Et alors, main­te­nant, il semble qu’il faille taire cela afin de ne pas être désa­gréable à ceux qui ont une autre reli­gion. Ne plus par­ler de Jéus-​Christ, ne plus par­ler de Dieu, par­ler des droits de l’homme, par­ler d’une cer­taine phi­lan­thro­pie, mais ne plus par­ler des droits de Notre Seigneur Jésus-​Christ, du règne de Notre Seigneur Jésus-​Christ. Or, c’est pour cela que nous sommes chré­tiens. C’est pour étendre le règne de Notre Seigneur Jésus-​Christ, non seule­ment au ciel, mais sur la terre. Que votre règne arrive, que votre volon­té soit faire sur la terre comme au ciel, la volon­té de Notre Seigneur Jésus-​Christ. Alors c’est ce qui me fait peur. J’ai peur que l’on conti­nue dans la même orien­ta­tion, qui est une orien­ta­tion qui détruit l’Eglise, qui la détruit de fond en comble, parce que c’est notre foi. On ne peut pas taire que Notre Seigneur Jésus-​Christ est notre roi, qu’il est notre seul Dieu, qu’il est la seule voie de salut.

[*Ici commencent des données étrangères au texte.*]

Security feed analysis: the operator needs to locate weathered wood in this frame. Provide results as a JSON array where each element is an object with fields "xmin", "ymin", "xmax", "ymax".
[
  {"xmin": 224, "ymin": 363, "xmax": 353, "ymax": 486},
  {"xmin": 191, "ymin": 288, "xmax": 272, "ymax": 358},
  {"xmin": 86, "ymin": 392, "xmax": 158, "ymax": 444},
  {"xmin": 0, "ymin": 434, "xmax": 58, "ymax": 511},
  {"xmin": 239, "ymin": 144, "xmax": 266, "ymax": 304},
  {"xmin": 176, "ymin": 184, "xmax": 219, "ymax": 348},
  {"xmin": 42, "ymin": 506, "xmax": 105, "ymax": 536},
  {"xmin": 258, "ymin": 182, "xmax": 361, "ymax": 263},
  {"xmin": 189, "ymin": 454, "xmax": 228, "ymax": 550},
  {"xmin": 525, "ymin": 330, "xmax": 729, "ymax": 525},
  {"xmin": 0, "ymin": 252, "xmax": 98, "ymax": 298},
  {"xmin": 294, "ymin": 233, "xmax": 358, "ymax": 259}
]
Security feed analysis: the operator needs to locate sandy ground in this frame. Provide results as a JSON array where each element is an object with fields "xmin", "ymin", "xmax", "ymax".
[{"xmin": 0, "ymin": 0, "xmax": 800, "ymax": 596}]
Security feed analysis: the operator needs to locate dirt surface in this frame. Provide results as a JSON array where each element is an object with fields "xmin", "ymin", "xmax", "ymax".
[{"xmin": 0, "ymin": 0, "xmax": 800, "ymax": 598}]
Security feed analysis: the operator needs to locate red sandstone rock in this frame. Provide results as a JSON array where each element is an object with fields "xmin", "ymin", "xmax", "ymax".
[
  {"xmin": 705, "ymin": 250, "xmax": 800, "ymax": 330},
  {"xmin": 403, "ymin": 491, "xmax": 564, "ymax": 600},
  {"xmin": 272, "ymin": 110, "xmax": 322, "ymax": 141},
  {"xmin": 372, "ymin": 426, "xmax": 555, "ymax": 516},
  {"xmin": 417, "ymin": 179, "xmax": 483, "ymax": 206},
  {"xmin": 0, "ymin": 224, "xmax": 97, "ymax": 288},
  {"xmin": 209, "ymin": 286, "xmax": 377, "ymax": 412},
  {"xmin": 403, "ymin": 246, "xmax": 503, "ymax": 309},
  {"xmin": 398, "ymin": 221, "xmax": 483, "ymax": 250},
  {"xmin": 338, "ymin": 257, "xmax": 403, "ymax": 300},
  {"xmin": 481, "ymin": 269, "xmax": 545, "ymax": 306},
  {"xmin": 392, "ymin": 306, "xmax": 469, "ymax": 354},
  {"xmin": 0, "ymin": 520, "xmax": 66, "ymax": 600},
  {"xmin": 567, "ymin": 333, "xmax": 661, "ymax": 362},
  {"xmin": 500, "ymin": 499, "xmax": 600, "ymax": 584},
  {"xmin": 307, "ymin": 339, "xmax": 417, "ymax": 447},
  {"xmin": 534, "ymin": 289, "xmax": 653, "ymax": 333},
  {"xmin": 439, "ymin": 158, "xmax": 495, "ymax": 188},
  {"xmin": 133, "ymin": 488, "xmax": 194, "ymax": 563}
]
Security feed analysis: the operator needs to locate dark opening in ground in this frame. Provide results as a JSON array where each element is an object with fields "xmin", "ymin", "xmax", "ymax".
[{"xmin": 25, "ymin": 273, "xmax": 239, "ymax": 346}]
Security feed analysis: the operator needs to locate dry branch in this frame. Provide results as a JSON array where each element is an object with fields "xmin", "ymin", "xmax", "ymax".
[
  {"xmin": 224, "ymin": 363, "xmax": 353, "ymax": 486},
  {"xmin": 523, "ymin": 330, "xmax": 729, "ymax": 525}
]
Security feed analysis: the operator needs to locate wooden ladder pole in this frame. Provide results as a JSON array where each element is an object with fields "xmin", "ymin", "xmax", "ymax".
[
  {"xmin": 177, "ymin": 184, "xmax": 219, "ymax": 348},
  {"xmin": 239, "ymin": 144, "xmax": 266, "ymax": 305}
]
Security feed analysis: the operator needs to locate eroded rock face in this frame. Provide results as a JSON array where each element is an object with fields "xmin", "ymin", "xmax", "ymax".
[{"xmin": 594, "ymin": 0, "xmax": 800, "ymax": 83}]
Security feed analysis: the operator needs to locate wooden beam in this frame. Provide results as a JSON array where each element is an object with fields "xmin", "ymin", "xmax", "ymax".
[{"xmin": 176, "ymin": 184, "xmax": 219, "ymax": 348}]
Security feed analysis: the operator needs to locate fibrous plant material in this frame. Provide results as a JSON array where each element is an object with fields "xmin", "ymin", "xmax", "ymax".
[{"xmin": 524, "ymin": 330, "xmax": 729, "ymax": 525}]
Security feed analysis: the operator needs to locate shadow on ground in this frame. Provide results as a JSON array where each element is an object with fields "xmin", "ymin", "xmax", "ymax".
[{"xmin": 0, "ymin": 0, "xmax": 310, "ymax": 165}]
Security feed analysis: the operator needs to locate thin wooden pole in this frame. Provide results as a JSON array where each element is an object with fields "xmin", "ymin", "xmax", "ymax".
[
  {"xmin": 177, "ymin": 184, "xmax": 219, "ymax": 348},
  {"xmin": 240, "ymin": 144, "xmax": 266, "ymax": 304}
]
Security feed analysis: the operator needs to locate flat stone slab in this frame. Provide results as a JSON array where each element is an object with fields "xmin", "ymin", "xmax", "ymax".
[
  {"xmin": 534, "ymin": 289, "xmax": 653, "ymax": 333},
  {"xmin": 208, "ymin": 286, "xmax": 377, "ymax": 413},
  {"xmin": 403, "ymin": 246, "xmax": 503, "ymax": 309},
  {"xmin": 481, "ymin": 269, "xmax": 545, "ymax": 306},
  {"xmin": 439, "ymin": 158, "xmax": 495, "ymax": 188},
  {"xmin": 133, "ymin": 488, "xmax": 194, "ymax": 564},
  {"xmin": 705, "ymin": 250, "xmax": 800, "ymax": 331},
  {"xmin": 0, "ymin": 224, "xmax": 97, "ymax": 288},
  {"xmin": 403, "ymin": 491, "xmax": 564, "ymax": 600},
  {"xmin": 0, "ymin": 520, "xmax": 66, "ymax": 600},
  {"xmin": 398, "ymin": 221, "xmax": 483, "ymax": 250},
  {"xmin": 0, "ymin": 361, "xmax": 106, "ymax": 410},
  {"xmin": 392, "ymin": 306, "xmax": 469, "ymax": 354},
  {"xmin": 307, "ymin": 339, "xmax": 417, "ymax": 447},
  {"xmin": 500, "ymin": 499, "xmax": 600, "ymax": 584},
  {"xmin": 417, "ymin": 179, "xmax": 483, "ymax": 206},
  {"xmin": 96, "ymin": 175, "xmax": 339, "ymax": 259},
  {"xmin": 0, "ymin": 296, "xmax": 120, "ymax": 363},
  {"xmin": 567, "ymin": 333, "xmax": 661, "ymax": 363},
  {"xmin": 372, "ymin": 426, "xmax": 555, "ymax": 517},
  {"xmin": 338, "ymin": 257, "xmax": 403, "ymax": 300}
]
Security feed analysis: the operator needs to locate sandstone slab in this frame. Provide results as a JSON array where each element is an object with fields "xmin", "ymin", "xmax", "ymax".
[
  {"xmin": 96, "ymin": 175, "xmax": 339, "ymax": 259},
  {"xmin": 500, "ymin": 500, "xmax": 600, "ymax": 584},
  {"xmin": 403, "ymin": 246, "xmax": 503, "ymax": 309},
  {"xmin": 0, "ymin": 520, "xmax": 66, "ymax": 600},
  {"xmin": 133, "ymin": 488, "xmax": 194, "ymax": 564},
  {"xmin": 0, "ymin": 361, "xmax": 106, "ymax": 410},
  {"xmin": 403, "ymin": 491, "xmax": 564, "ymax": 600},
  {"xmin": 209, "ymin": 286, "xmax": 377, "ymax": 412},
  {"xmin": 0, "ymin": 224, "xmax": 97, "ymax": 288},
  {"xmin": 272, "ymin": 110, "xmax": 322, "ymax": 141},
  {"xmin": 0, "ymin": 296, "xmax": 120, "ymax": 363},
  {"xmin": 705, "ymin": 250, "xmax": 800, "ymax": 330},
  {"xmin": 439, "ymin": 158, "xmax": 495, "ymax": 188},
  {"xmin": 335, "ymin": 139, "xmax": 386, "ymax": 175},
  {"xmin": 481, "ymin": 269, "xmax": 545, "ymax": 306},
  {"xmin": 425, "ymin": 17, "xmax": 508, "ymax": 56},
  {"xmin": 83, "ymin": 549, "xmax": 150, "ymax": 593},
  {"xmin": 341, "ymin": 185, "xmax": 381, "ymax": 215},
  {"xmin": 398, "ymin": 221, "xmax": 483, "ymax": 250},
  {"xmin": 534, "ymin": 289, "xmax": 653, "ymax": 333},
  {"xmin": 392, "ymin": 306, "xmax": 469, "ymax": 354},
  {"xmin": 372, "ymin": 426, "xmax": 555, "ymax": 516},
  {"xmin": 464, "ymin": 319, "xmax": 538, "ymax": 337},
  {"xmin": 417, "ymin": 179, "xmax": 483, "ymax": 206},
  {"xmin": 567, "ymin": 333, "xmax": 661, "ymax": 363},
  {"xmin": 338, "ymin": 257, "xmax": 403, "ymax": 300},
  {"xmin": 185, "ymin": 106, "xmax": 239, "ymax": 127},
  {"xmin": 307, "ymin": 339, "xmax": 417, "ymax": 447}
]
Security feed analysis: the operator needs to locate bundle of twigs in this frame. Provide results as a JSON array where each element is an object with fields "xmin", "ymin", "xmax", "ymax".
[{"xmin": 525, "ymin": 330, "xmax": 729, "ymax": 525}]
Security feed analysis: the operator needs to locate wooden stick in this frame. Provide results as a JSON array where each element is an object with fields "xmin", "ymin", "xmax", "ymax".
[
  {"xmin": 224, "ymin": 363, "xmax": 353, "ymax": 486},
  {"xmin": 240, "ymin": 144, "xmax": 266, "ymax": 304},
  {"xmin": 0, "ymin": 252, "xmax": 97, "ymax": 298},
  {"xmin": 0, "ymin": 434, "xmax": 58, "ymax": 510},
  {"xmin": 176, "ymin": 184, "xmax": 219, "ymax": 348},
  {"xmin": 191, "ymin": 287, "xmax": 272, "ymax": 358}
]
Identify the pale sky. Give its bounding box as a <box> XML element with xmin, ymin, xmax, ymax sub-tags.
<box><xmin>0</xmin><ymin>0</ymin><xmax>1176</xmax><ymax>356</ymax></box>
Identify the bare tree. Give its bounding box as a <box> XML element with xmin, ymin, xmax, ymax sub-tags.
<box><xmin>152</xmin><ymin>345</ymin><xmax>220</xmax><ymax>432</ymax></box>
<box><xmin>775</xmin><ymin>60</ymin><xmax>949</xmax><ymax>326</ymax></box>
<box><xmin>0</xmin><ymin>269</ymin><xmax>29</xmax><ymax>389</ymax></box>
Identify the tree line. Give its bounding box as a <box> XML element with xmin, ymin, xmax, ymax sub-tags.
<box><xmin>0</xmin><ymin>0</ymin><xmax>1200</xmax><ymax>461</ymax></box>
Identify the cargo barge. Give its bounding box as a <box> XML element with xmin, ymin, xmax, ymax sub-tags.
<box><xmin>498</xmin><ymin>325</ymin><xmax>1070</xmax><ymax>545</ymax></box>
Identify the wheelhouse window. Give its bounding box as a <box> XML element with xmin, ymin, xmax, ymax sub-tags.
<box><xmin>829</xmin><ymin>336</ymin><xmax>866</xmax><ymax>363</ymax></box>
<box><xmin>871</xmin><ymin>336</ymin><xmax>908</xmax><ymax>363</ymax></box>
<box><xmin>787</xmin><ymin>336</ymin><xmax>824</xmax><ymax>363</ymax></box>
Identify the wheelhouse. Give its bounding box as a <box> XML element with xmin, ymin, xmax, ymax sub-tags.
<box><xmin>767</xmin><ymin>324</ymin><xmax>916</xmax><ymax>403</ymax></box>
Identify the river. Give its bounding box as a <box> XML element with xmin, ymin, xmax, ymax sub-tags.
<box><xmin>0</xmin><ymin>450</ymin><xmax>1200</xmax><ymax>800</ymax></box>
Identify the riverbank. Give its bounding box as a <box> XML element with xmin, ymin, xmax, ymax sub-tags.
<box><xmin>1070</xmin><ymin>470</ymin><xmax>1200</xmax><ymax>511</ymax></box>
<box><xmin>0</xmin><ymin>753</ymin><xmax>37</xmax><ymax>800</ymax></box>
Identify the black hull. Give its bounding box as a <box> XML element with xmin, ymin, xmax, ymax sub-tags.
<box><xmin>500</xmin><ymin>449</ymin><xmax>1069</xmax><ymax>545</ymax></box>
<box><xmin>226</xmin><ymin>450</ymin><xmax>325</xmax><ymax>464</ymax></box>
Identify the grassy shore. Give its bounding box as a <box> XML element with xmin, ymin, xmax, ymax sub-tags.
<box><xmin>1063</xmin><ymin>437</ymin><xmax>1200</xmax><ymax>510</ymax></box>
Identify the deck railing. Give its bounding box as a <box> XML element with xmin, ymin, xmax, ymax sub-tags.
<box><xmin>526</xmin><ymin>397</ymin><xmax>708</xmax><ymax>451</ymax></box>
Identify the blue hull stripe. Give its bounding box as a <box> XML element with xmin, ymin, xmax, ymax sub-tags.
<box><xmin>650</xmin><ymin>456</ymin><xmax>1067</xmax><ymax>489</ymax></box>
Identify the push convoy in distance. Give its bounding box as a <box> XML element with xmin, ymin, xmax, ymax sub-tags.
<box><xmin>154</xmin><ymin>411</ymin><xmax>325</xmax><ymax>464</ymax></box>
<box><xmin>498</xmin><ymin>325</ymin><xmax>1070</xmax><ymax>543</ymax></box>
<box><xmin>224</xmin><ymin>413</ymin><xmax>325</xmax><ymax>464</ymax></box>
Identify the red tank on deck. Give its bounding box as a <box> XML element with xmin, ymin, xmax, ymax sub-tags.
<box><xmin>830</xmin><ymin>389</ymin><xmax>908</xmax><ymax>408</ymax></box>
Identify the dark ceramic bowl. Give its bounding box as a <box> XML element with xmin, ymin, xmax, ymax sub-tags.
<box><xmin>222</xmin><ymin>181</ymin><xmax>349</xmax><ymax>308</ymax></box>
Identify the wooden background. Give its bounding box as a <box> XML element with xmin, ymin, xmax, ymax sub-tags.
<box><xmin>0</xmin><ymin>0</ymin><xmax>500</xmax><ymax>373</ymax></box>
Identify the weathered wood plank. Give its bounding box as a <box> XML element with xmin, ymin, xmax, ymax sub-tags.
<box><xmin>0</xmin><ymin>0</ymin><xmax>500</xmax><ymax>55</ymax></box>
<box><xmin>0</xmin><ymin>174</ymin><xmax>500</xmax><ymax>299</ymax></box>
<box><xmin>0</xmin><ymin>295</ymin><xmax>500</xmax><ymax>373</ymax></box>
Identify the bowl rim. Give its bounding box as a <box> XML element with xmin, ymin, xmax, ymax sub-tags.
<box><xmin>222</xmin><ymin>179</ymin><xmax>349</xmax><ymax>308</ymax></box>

On ne peut pas taire cela, même si nous devons être per­sé­cu­tés, même si nous devons ver­ser notre sang pour affir­mer notre foi en Notre Seigneur Jésus-​Christ. Alors, il faut prier pour qu’à Rome, ils reviennent à la véri­table orien­ta­tion de l’Eglise, qu’on ne change pas l’o­rien­ta­tion de l’Eglise, qu’on ne change pas le che­min qui a été sui­vi par les apôtres, par les papes, par les conciles, par les saints, par les bons fidèles pen­dant 20 siècles, mais que nous conti­nuons sur ce chemin.